Many schools, but not all, are familiar with the concept of postvention and have protocols in place for when the campus is affected by a student’s death. These policies and procedures, however, are primarily guided by the perspectives of campus staff, faculty, and administrators.
At Active Minds, we’ve seen a need for a student guide as well. Over the years, we’ve provided one-on-one advice for Active Minds chapters whose campuses have experienced a student death by suicide. This guide captures that guidance so it can be shared with as many campus entities as possible, including resident assistants, Greek life, and student government, as well as our full chapter network.

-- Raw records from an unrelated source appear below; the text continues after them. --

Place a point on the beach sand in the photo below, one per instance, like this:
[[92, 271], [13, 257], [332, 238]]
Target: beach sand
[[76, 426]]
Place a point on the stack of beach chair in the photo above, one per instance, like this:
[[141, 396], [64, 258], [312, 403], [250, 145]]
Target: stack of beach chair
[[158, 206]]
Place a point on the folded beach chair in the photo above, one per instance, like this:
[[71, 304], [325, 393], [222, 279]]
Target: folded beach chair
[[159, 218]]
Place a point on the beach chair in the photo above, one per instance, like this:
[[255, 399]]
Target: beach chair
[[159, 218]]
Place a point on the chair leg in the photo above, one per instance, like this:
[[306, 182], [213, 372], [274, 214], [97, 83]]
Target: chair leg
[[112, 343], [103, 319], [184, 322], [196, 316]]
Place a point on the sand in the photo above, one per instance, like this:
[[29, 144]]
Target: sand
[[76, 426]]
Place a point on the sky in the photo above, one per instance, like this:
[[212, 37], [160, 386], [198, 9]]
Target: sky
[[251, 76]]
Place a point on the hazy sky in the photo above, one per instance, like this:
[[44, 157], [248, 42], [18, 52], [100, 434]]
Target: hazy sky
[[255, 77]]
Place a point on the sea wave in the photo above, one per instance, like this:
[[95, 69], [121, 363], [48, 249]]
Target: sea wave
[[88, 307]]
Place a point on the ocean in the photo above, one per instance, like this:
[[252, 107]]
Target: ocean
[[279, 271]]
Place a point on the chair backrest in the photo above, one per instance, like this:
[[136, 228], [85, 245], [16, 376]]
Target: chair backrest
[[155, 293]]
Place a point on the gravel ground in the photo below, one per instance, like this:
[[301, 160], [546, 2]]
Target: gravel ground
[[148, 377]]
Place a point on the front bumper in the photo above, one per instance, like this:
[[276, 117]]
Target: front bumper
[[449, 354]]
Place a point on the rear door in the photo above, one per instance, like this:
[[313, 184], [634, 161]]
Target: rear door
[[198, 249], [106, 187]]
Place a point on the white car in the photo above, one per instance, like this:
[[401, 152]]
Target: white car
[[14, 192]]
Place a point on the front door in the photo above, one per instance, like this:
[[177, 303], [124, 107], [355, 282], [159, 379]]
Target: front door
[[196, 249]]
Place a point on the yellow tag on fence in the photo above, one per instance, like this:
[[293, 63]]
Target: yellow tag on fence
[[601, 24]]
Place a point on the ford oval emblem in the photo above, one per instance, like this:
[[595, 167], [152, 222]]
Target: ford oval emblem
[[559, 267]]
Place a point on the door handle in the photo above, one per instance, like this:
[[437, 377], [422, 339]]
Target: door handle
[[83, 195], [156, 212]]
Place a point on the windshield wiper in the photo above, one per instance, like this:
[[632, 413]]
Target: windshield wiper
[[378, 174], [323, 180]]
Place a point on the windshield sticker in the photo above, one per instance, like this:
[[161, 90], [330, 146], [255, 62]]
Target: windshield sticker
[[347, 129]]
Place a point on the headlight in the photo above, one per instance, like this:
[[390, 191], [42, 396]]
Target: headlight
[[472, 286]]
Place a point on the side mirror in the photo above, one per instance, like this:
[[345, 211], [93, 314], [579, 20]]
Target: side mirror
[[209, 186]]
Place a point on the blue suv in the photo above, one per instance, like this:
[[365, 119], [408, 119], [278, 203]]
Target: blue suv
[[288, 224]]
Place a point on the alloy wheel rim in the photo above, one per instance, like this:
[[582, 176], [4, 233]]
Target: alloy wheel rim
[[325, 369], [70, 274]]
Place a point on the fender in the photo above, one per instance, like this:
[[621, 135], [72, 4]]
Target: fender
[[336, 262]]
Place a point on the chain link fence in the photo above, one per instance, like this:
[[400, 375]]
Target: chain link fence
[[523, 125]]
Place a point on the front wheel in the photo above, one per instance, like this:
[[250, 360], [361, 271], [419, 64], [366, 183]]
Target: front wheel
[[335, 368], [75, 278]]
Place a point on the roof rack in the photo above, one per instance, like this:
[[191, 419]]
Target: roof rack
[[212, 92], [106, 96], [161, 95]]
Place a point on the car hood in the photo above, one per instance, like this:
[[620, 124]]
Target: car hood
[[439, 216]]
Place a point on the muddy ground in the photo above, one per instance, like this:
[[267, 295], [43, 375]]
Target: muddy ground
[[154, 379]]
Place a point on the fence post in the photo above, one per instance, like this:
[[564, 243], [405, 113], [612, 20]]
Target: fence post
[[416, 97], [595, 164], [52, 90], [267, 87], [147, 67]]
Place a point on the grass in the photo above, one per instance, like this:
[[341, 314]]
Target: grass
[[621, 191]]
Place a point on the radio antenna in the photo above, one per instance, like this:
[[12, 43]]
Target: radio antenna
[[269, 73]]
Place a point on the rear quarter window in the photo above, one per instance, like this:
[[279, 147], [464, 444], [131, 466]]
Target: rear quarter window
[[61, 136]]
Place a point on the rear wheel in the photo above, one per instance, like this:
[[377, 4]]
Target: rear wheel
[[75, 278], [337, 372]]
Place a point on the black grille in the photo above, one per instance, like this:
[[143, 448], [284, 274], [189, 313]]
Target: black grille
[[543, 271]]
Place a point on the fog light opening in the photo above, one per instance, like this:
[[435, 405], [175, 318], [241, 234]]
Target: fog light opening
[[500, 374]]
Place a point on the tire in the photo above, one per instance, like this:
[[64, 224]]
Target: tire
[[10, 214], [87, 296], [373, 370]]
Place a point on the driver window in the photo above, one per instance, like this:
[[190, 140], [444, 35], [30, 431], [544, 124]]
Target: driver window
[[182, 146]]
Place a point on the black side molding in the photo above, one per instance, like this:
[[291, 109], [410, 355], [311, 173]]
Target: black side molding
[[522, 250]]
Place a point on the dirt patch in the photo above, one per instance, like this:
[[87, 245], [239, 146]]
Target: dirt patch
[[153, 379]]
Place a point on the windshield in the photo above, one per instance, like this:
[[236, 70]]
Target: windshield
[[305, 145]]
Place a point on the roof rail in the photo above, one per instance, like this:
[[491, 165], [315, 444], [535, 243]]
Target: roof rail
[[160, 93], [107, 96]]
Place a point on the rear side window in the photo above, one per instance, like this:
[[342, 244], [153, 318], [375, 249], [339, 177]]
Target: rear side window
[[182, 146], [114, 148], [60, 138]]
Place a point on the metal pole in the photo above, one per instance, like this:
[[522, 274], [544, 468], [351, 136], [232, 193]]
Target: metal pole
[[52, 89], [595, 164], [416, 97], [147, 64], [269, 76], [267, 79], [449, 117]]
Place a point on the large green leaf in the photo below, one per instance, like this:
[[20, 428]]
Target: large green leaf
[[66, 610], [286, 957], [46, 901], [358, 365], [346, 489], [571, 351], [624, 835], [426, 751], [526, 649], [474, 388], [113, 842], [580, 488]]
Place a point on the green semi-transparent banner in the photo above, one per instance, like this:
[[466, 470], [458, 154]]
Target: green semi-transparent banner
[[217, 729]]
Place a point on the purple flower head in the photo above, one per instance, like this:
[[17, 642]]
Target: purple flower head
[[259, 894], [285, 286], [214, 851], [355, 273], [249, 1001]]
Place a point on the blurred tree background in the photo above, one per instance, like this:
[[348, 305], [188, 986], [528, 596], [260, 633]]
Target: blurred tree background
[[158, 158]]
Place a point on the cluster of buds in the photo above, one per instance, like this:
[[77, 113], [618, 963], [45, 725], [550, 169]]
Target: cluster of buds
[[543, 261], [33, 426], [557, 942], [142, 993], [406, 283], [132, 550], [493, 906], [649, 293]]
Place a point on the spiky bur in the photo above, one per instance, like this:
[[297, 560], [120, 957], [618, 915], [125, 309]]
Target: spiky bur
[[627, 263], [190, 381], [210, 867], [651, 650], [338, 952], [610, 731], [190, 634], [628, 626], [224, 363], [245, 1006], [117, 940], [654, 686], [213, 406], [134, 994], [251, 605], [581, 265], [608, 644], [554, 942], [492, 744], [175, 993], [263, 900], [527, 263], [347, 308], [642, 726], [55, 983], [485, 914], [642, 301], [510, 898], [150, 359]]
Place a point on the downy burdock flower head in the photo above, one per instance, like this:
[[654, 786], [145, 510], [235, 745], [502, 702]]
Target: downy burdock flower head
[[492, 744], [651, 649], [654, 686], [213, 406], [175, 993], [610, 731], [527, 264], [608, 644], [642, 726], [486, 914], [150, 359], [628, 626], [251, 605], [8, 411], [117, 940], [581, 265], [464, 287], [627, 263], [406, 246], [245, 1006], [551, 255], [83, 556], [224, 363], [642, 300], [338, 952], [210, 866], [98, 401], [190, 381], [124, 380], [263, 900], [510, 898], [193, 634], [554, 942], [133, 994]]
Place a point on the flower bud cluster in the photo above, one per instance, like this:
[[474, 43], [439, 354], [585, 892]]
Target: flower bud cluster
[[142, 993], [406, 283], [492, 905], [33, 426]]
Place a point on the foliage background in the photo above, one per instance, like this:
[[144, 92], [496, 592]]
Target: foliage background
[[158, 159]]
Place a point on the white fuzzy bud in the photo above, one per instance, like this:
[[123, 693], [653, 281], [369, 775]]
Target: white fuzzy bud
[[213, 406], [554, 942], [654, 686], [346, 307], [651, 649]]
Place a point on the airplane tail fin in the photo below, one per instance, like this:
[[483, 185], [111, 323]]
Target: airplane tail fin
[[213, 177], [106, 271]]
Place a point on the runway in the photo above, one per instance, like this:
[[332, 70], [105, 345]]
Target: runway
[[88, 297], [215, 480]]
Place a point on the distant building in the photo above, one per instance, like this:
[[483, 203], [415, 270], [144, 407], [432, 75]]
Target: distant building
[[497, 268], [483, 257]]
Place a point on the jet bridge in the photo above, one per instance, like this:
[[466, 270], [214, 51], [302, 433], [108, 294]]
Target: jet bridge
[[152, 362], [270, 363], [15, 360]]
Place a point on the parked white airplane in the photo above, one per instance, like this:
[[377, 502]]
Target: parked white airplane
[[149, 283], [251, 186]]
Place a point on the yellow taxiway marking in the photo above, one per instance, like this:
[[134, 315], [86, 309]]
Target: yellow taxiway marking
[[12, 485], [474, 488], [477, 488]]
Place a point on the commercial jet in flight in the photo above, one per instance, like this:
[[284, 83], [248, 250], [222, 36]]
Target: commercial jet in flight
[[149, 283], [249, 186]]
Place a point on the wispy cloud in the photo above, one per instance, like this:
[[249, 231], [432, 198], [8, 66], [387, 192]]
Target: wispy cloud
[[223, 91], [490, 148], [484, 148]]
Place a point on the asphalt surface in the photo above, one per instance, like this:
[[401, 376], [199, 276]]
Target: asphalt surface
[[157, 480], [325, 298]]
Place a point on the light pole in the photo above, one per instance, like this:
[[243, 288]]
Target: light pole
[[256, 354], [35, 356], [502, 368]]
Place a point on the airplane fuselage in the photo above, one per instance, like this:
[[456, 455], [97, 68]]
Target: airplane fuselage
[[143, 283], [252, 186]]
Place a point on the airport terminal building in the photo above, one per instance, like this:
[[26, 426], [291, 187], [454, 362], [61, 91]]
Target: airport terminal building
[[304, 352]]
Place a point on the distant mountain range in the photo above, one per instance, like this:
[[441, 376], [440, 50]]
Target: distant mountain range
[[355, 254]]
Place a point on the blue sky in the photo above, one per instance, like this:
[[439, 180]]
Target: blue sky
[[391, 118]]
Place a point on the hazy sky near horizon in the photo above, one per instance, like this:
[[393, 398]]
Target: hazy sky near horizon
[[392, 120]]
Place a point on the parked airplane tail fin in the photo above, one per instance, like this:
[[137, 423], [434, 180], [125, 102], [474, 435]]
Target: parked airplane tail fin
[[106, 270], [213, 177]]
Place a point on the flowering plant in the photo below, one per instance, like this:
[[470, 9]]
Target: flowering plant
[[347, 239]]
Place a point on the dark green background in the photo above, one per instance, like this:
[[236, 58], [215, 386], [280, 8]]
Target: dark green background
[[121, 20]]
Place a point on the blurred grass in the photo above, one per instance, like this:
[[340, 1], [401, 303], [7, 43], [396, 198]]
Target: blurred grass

Including the voice and perspective of students makes perfect sense. Students compose the largest percentage of a campus population, and so can powerfully support their campus’s postvention plans, if there is one, or fill the gap if none exist. Student leaders are well positioned to engage the entire student body in a thoughtful and forward looking response.
Postvention is prevention
Because many students feel most comfortable speaking to peers about mental health, this guide includes effective and safe suggestions on how to encourage help seeking. It also includes recommendations and examples for communicating via the news media and social media. In many ways, “postvention is prevention,” and so the guide looks to the future, providing suggestions on how students can lead their communities toward healing and rebuilding after a tragedy, work to eliminate mental health stigma on their campuses, and engage in suicide prevention efforts.